Perhaps every rock star who makes it big reaches a point in their career when they feel emboldened to do what the hell they like. This would certainly help explain the run of solo and collaborative projects from Ride and Oasis veteran Andy Bell over recent years, all of which have yielded music that is eclectic, playful and, more often than not, adventurous.
Third solo outing pinball wanderer follows this pattern, with tracks that demonstrate Bell’s versatility by encompassing spirit-of-Madchester-infused workouts, lush electronica and krautrock. Impressively, the album does this while maintaining coherence, never seeming less than the sum of its parts.
Matters begin with ‘panic attack’, a track that dissects the very 21st-century problem of doom-scrolling and obsessing over things we likely can’t change. For all Bell’s guitar chimes in a Byrds-like fashion, the overall effect is closer to Stereolab, a recurring reference point here, in the track’s sheer insistence.
A cover of The Passions’ 1981 post-punk single ‘I’m In Love With A German Film Star’ – renamed ‘i’m in love…’ because the LP titles eschew capital letters – could easily descend into nostalgia. Instead, carried by vocals by Dot Allison and guitar by Michael Rother of Neu! fame, it’s less hesitant and studied than the original, which was after all the work of a band just starting out, yet achieves the same kind of fragile charm (Bell’s own GLOK remix of the track, incidentally, included on the CD version of the album, is terrific).

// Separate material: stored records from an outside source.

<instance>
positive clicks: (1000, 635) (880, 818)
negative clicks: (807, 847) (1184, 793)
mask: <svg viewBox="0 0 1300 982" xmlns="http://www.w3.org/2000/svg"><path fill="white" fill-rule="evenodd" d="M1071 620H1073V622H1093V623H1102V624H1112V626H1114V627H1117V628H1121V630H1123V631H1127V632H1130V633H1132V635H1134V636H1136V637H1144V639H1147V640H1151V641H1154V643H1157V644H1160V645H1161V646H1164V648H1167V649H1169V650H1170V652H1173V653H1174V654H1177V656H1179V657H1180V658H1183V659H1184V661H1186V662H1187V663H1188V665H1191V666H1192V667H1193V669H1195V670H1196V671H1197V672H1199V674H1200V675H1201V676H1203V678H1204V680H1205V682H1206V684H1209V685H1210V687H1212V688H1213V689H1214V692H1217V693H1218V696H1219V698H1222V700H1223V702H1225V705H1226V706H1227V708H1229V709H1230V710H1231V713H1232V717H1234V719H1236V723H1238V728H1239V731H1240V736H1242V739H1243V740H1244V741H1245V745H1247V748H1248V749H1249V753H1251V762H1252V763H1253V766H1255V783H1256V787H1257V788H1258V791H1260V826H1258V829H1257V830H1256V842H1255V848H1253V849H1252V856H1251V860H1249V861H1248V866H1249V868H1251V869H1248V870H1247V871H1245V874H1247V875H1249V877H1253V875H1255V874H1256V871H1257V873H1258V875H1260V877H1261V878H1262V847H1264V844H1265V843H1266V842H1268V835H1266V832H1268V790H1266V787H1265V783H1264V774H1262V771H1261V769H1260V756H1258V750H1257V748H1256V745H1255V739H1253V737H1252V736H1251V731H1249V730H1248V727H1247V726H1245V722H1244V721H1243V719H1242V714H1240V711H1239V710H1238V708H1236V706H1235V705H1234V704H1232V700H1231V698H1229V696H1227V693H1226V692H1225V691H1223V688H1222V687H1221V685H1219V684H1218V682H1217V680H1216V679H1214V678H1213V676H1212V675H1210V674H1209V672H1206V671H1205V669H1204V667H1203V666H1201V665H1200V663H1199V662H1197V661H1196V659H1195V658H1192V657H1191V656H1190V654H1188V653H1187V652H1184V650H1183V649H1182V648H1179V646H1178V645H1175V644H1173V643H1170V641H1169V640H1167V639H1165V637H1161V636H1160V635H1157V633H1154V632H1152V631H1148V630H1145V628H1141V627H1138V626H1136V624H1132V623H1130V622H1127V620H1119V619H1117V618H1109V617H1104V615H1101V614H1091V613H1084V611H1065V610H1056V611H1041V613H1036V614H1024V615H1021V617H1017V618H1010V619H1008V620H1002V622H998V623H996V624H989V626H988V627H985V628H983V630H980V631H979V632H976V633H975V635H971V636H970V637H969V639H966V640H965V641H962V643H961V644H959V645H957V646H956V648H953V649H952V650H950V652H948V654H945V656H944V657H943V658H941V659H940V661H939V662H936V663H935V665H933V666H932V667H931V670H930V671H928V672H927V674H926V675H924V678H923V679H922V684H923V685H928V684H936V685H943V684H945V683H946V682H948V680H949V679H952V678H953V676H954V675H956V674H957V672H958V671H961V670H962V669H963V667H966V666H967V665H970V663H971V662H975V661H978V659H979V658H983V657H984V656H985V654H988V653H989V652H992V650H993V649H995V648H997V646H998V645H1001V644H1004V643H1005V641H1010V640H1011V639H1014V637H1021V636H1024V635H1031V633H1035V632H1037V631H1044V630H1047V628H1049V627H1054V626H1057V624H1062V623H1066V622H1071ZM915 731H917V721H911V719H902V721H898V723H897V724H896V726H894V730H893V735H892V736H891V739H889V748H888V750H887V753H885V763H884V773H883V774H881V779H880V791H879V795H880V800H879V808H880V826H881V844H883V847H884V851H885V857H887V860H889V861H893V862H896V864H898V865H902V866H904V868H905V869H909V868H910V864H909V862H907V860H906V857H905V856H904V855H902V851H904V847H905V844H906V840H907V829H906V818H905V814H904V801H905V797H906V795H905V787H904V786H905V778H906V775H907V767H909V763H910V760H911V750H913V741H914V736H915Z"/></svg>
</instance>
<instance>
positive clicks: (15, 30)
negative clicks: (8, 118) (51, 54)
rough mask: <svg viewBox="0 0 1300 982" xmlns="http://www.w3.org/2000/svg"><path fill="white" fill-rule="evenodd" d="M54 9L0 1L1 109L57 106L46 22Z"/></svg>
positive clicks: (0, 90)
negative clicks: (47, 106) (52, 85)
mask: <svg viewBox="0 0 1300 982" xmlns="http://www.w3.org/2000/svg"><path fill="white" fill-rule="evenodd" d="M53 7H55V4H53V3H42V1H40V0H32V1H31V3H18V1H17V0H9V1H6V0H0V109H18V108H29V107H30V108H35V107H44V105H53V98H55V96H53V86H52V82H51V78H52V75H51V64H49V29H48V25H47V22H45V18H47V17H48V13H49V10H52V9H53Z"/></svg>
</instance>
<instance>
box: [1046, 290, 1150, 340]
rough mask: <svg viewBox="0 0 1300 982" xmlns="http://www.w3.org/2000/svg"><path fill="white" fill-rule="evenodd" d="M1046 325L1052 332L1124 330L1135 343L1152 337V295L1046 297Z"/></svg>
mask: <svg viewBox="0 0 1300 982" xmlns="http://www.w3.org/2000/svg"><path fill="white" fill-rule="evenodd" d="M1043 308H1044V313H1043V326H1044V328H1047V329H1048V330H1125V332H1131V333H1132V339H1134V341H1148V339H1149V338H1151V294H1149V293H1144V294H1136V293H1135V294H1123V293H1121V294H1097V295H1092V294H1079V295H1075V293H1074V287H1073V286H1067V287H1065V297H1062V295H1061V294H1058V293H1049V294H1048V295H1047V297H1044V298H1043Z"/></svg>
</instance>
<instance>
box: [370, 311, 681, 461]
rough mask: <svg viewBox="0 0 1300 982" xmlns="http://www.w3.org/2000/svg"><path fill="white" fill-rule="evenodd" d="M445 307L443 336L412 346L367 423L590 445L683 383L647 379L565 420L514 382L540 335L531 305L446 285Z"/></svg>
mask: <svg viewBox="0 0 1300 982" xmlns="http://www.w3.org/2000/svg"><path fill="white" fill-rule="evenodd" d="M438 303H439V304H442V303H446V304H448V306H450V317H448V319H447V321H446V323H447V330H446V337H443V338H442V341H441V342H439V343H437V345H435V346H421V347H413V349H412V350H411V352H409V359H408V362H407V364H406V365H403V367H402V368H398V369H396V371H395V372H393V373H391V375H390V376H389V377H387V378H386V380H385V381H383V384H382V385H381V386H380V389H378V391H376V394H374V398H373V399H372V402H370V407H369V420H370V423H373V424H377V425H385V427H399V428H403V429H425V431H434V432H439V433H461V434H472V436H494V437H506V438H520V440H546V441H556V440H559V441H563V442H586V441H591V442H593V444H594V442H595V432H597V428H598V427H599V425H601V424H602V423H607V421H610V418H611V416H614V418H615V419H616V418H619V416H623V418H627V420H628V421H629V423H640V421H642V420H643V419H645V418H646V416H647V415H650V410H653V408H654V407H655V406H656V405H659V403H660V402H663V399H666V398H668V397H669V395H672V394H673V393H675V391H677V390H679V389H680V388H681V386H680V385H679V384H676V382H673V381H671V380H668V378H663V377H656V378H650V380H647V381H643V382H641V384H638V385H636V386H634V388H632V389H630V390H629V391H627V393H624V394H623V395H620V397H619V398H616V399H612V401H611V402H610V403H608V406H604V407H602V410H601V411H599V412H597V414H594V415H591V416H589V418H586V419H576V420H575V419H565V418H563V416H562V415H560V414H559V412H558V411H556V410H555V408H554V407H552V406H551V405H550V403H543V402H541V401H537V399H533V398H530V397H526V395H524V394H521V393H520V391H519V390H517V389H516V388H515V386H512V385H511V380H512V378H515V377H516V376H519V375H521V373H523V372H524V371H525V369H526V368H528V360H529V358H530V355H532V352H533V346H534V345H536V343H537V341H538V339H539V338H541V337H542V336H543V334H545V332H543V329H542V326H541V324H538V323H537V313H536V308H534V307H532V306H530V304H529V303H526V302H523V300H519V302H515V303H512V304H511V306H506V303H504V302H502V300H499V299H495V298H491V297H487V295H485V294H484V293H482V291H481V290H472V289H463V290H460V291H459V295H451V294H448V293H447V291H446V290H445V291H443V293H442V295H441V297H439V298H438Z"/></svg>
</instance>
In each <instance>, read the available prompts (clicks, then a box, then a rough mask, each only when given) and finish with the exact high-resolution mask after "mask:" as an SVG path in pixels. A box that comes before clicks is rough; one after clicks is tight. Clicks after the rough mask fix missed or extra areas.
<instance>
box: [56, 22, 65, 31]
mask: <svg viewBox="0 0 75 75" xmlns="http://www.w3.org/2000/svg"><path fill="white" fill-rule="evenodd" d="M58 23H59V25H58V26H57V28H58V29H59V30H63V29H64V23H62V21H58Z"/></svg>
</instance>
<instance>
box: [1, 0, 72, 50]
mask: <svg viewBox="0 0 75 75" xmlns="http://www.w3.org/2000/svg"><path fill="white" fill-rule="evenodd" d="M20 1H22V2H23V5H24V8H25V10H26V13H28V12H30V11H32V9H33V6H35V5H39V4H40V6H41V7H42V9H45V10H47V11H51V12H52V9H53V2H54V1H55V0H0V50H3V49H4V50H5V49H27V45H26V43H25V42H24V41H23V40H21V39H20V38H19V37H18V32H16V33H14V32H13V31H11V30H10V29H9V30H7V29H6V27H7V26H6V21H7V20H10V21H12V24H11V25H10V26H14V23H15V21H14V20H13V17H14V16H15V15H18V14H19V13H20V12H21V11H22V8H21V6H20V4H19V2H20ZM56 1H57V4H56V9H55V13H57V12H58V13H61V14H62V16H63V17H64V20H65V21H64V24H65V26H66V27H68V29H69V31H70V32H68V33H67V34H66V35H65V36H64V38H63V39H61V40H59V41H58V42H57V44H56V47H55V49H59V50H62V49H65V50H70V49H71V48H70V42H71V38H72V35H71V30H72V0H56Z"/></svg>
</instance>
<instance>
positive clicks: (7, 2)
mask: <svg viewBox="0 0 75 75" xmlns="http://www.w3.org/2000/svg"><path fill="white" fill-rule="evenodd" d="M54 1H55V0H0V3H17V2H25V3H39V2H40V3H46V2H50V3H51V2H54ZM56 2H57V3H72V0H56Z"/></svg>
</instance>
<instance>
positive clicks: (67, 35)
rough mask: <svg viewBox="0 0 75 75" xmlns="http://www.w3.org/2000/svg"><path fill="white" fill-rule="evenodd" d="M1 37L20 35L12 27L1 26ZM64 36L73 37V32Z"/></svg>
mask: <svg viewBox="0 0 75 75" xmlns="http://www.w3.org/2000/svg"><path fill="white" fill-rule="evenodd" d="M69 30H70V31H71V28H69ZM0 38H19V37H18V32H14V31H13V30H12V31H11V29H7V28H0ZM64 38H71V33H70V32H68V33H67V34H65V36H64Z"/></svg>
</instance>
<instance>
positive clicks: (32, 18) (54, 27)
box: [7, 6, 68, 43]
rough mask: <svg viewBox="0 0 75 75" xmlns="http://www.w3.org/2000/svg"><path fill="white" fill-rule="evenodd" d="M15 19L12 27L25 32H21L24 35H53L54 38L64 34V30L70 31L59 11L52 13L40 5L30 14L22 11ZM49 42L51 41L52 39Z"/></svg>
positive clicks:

‘madder lake deep’ is even more introspective, but with ‘apple green ufo’ the mood shifts as, underpinned by shuffling drums, the LP hits the kind of deceptively laid-back groove The Stone Roses perfected before terminal bombast set in. For all it stretches out over more than eight minutes, it’s a song that never outstays its welcome. The guitar solo near the end, an exercise in leisurely shredding, if that’s not a contradiction, is as convincing an argument as you’ll ever hear for removing unnecessary detail.
As the circular guitar patterns of the instrumental title track give way to the synths of ‘music concrete’ and then the slight and brief but atmospheric ‘the notes you never hear’, there’s a hint the LP may be meandering too much. But then the motorik-infused ‘space station mantra’ brings us back more or less to where we started, which gives the LP a sense of having, with purpose, come full circle. On this form, long may Bell share the results of pinging around in his musical world.